Très surprenant, l’Etat du Sénégal a décidé d’une suspension totale de l’internet mobile à la date du 04 juin 2023. Cette décision, qui est à la fois surprenante et mal reçue par les internautes et les mobinautes au niveau national et international, suscite moult interrogations et indignations par rapport aux engagements du Sénégal en matière de respect des droits et libertés d’expression. Elle est perçue, pour beaucoup, non seulement comme un recul démocratique, mais surtout comme une violation flagrante des libertés d’expression, d’accès ou de distribution de l’information pour le Sénégal qui a pris des engagements fermes en matière de liberté.
Rappel de quelques engagements du sénégal sur la liberté d’expression
Le Sénégal a pris de nombreux engagements en adoptant et en signant des textes de lois et des conventions nationales et internationales qui promeuvent le respect des droits fondamentaux de l’Homme. Parmi ceux-ci, le droit à l’expression et à l’accès à l’information est non négociable.
Au niveau national, la Constitution du Sénégal précise que, “chacun a le droit d’exprimer et de diffuser librement ses opinions par la parole, la plume, l’image, la marche pacifique, pourvu que l’exercice de ces droits ne porte atteinte ni à l’honneur et à la considération d’autrui, ni à l’ordre public”. A cela s’ajoutent les lois sur l’orientation de la société de l’information (LOSI) et le code des télécommunications dont leur objectif commun est de réguler les moyens de communication pour permettre une liberté responsable de communication, de participation, d’expression et de création de ressources dans tous les secteurs de la société de l’information surtout à l’heure de la révolution du numérique.
Au niveau international, le Sénégal est tenu par l’article 10 de la Déclaration Universelle des Droits Humains du 10 Décembre 1948 qui stipule que « tout individu a droit à la liberté d’opinion et d’expression, ce qui implique le droit de ne pas être inquiété pour ses opinions et celui de chercher, de recevoir, et de répondre sans considération de frontières, les informations et les idées par quelque moyen d’expression que ce soit ». Il a également ratifié la déclaration du 20 novembre 1989 relative aux droits des Enfants qui oblige ses signataires à respecter les droits individuels fondamentaux dont la liberté d’expression. A ce propos, à travers sa résolution A/HRC/RES/32/13, le Conseil des droits de l’homme des Nations Unies condamne sans équivoque les mesures visant à empêcher ou à perturber intentionnellement l’accès ou la diffusion d’information en ligne, en violation des Droits humains protégés internationalement, et appelle tous les États à s’abstenir et cesser d’utiliser de telles pratiques. Parallèlement à ces textes conventionnels, les autorités sénégalaises ont pris des engagements institutionnels pour rassurer les citoyens par rapport à leur liberté d’expression. Cependant, le hiatus reste notable à travers les actions récemment posées par l’Etat du Sénégal.
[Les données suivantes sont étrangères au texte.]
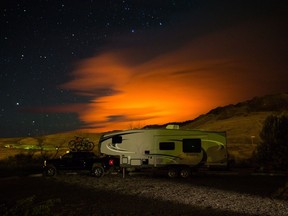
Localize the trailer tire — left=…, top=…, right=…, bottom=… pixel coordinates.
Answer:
left=92, top=166, right=104, bottom=178
left=167, top=167, right=178, bottom=178
left=180, top=168, right=191, bottom=178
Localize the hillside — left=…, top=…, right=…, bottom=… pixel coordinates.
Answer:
left=180, top=93, right=288, bottom=143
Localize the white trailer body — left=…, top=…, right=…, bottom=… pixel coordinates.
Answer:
left=99, top=128, right=228, bottom=172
Entre promesses et paradoxe d’État
Dans sa déclaration de politique générale nationale à l’Assemblée Nationale le 12 Décembre 2022, le Premier Ministre du Gouvernement, Amadou BÂ, a soutenu que “La liberté d’expression est le fondement de toute démocratie” et reconnu, l’incontestable avancée des réseaux sociaux pour la liberté d’expression. Il a affirmé que le gouvernement va initier de larges concertations entre les acteurs dans le but de concilier la liberté d’expression au droit de ne pas être diffamé, injurié ou harcelé sur les réseaux sociaux. C’est-à-dire promouvoir et permettre la liberté d’opinion tout en préservant les usagers. Cette position de l’Etat du Sénégal était déjà évoquée à travers la stratégie « Sénégal numérique 2025 » (SN 2025) qui est élaborée en 2016 dans le cadre de la mise œuvre du Plan Sénégal Émergent (PSE). Malheureusement, la situation actuelle agace les internautes dont certains sont arrêtés et d’autres se voient couper internet.
“Mettre internet en cage, c’est emprisonner la liberté d’expression des citoyens ”
La situation actuelle : le reflet d’un paradoxe institutionnel
Malgré les avancées notées dans le domaine du respect des droits humains et de la démocratie au Sénégal, la liberté d’expression continue d’être contestée, voire malmenée par les pouvoirs publics surtout contre les utilisateurs du numérique comme les réseaux sociaux. La situation relative à la coupure de la connexion avec les données mobiles, comme ce fut le cas avec sa restriction dans le pays entre le 4 et le 5 Juin 2023, et la suspension du signal de la chaîne de télé Walf Tv en est une parfaite illustration.
Une analyse du contexte sénégalais montre un décalage profond entre la législation en vigueur, les promesses du gouvernement pour la promotion de la liberté d’expression et les actions posées par l’Etat du Sénégal en juin 2023. En effet, à travers un communiqué du ministre de l’intérieur, l’Etat a décidé officiellement de couper, l’utilisation des réseaux sociaux, par mesure de précaution afin d’empêcher la propagation de messages haineux. De cet acte, on en arrive à la coupure complète de l’internet mobile au Sénégal le 04 juin car, soutiennent les autorités, les réseaux sociaux favorisent “ La diffusion de message haineux et subversifs dans un contexte de trouble à l’ordre publique”.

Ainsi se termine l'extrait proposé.